1. Stress Level – Relax! Stress decreases the production of enzymes and hormones that fuel your metabolism. Separating your work and your home life will reduce feelings of being overwhelmed.
2. Diet – Large gaps between meals will put your body in starvation mode, bringing your metabolism to a halt. Also, certain foods can aid your metabolic rate. Avocados, oatmeal, cruciferous greens like spinach, and grapefruit will turbocharge your metabolism. Remember: carbs before workouts, and protein after workouts.
3. Amount of Sleep – Sleep depravation will put your body into survival mode, which means storing fat and minimizing energy output. If you get less than five hours of sleep, then sleeping in will actually help you drop the weight. I am not suggesting that you sleep until noon, but you must go to bed before 2 a.m. The energy you gain from a good night’s rest will be important for . . .
4. Physical Activity – Constant activity makes your metabolism speed up to produce the energy required. A desk job can make this difficult, but find ways to challenge yourself at work: take a resistance band to the office and get some curls in while you’re on the phone, or see how long you can flex your stomach at your desk. Do something on a daily basis for at least 30 minutes that requires physical action. Skipping the gym is not an excuse when yard work, jogging, playing sports, and dancing at the club all qualify as physical activities. Daily consistency is the key!

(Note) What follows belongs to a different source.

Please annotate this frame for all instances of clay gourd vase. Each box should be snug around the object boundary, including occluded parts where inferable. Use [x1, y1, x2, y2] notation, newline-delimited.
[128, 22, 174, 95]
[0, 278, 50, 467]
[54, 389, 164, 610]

5. Supplements – Several minerals and vitamins can help regulate your metabolism. Talk to your doctor to make sure that what you are taking does not have negative effects, especially in conjunction with other medications or medical conditions. Keep track of what you are taking. If you take a multi-vitamin with your other supplements, you are not doubling up on the things that the multivitamin already has in it. I personally use CLA, DHEA, and Ginseng. I also take Magnesium, Potassium, and Chromium to reduce cramping and increase muscle repair after a workout.